Deixe de saudosismo.

Levante-se desta rede, cadeira de balanço, ou o que quer que se assemelhe. Há muita vida a ser desbravada ainda.

Há empregos sobrando na empresa VIDA S/A.

Portanto, participe de seus processos seletivos.

Faça a barba ou passe batom, mas cuide-se! Saia da posição de "aposentado desleixado".

Vá viver os bons anos da vida que ainda tem de forma plena, abrindo-se a inúmeras outras formas de ser feliz e de preencher o tempo com qualidade, agora escolhendo por si mesmo em que investirá as preciosas horas de vida plena, de sua bela maturidade.

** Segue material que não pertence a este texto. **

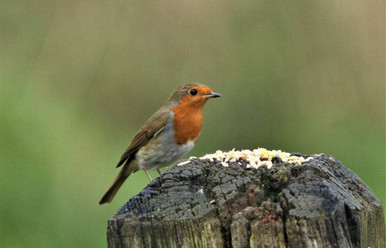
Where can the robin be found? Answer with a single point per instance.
(167, 135)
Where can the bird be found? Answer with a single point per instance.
(166, 136)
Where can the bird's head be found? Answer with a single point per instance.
(191, 95)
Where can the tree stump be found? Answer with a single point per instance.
(204, 204)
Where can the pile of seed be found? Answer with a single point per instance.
(255, 158)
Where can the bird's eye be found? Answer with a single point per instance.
(193, 92)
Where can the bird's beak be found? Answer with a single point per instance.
(213, 95)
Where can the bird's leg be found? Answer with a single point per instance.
(148, 175)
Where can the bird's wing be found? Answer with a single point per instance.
(153, 126)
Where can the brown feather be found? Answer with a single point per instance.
(152, 127)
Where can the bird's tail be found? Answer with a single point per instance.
(119, 180)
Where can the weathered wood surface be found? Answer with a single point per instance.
(203, 204)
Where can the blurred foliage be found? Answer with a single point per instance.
(79, 78)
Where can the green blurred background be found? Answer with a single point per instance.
(79, 78)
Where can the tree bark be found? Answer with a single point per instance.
(204, 204)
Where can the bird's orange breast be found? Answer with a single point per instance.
(187, 121)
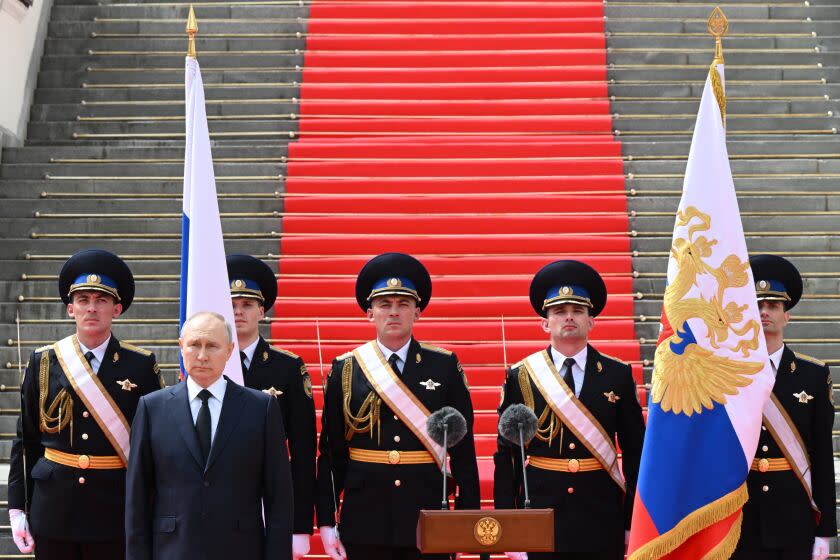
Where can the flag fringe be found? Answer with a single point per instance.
(695, 522)
(724, 549)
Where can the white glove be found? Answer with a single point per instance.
(300, 546)
(820, 551)
(332, 545)
(20, 531)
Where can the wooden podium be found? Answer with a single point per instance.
(485, 530)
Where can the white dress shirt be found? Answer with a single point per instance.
(249, 352)
(776, 358)
(402, 353)
(577, 369)
(217, 389)
(98, 353)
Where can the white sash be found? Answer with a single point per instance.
(787, 437)
(97, 400)
(572, 413)
(396, 395)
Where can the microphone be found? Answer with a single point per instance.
(446, 427)
(518, 425)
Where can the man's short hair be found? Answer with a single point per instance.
(213, 315)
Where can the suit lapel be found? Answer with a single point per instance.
(178, 407)
(228, 419)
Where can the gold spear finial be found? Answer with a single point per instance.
(192, 29)
(717, 26)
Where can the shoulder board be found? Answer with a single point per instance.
(433, 348)
(613, 358)
(809, 359)
(133, 348)
(284, 352)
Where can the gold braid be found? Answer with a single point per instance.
(63, 402)
(368, 414)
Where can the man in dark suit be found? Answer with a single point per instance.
(584, 401)
(67, 473)
(786, 518)
(281, 374)
(208, 477)
(377, 456)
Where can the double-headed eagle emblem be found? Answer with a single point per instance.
(688, 377)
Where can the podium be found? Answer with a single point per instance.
(485, 530)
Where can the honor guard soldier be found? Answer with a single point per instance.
(790, 514)
(583, 400)
(78, 399)
(281, 374)
(374, 448)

Você tem mais uns 40 anos de vida ativa. Tome mais sorvete e menos sopa. Tome mais banho de chuva e menos de chuveiro.

Tome mais chá e menos tarja preta.

Tome mais doses de gratidão, doação e compaixão e menos doses de você mesmo. Existem muitas pessoas para as quais você pode ser bênção.

Pense nisso, os ecos do que fará com a sua vida, a partir de agora, ecoarão na eternidade dos que de ti se fizerem morada.
Tu és eterno demais para pendurar as chuteiras no jogo da vida.